ORLANDO, Fla. — Kevin Durant sat at his locker following Wednesday's gut-wrenching overtime loss at Memphis and offered a shocking reply to a basic question about how the Thunder can bounce back after two straight losses.
“We'll get a win in Orlando,” Durant said. “Simple.”
That wasn't the shocking part.
“It's a must-win game,” Durant added. “A must-win game.”
This is what it's come to for the Thunder. The defending Western Conference champion must now win against an Eastern Conference bottom feeder Friday night to restore the faith.
No matter how you slice it, it's a sad state of affairs for a team that at this point of the season should be focused solely on sharpening minor aspects before the postseason begins. Instead, the Thunder's expected desperation for a victory in Orlando will adequately depict the funk in which this team finds itself.
Oklahoma City owns an attractive 50-19 record heading into its matchup with Orlando. But that mark belies an ugly truth. Since the All-Star break, the Thunder is just 11-5, with a handful of those victories strangely supplying as much frustration as some of the defeats.
Also masked, but more discouraging, is how the Thunder has built its resume by feasting on bad teams. OKC is just 3-7 against San Antonio, Denver and Memphis, the three teams that join the Thunder with the top four records in the Western Conference. Not to mention the Thunder's 0-2 mark against Miami this season.
The Thunder's performance against the league's best, quite frankly, has done everything but inspire confidence in how the team will fare in the playoffs. Blowing out an Orlando team 33 games below .500 would end the two-game skid and tack on another victory to the Thunder's sparkling record. But in reality it will be little more than yet another hollow result in a season that quietly has been built on them.
Has a potential 60-win season ever felt this empty?
Of course, there's always the James Harden factor. It was Harden's preseason trade to Houston, remember, that shaped this season and, like it or not, made this year's successes or failures a referendum on that daring deal.
In many ways, the Thunder must be applauded for how it has kept on trucking without its former third best player and reigning Sixth Man Award winner. But for a team that fell short in the NBA Finals last season, regular-season results no longer matter, and it's now Harden's absence that has ironically become a chief concern regarding the Thunder's playoff prospects this time around.
Expectations, however, won't allow for excuses.
The question is, what are we to make of this funk?

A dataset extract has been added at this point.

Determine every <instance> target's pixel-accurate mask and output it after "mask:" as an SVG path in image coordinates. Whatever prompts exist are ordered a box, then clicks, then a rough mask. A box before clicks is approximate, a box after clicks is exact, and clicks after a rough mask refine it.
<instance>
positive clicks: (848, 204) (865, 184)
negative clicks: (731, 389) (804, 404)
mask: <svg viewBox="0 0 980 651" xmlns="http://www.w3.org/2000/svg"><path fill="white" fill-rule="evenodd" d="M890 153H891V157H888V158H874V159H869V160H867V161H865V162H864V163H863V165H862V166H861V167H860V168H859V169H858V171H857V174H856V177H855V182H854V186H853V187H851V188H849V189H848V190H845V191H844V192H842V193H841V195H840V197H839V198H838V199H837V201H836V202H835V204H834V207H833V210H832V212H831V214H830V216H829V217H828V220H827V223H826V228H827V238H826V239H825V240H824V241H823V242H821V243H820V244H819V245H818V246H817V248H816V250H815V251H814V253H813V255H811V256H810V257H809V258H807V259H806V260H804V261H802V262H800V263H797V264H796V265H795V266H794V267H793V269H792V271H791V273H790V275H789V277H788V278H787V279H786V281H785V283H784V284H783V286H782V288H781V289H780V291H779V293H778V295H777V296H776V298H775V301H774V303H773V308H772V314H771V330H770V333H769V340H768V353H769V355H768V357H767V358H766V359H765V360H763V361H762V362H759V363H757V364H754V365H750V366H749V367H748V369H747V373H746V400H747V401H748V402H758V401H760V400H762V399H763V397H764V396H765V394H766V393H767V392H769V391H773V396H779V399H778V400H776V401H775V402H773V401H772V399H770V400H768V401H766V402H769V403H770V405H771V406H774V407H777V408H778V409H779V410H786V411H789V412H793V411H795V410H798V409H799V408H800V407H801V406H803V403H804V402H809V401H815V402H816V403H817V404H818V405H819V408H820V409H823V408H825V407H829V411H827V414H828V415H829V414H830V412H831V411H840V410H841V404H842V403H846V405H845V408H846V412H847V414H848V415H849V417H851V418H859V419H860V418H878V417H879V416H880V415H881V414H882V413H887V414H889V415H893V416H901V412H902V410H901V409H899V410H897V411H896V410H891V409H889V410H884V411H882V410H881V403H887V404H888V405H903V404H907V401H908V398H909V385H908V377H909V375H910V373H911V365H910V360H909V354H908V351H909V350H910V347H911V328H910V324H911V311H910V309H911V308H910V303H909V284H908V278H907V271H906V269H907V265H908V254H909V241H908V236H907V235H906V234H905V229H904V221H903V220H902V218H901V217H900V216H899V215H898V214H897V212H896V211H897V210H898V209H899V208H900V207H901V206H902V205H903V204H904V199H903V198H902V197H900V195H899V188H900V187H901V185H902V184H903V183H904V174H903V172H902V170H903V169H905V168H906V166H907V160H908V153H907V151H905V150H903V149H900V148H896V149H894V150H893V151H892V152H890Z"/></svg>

Last year, we saw a similar slump at the tail end of the season. The Thunder went 11-5 in its first 16 games out of the All-Star break a year ago as well. Additionally, OKC went 8-7 in last year's final 15 games. An 0-2 start in the final 15 this year could set up an identical mark.
Last year's finish obviously was forgotten when the playoffs started. It's possible this year could shake out the same way.
But unlike last season, this year's Thunder squad doesn't have Harden to help right the ship in the postseason.
Thunder at Magic
When: 6 p.m. Friday
Where: Amway Center
TV: Fox Sports Oklahoma (Cox 37/HD 722, DirecTV 679, Dish 441, U-Verse 754/HD 1754)
Radio: WWLS-FM 98.1, WWLS-AM 640
Three things to know
* This is the second and final meeting between the Thunder and Magic. The Thunder won the first game, 117-104, in Oklahoma City on March 15.
* The Thunder led by as many as 27 points in the first game against the Magic. Orlando stormed back in the second half and cut the deficit to four late in the game.
* Magic center Nikola Vucevic did not play in Orlando's last game because of illness.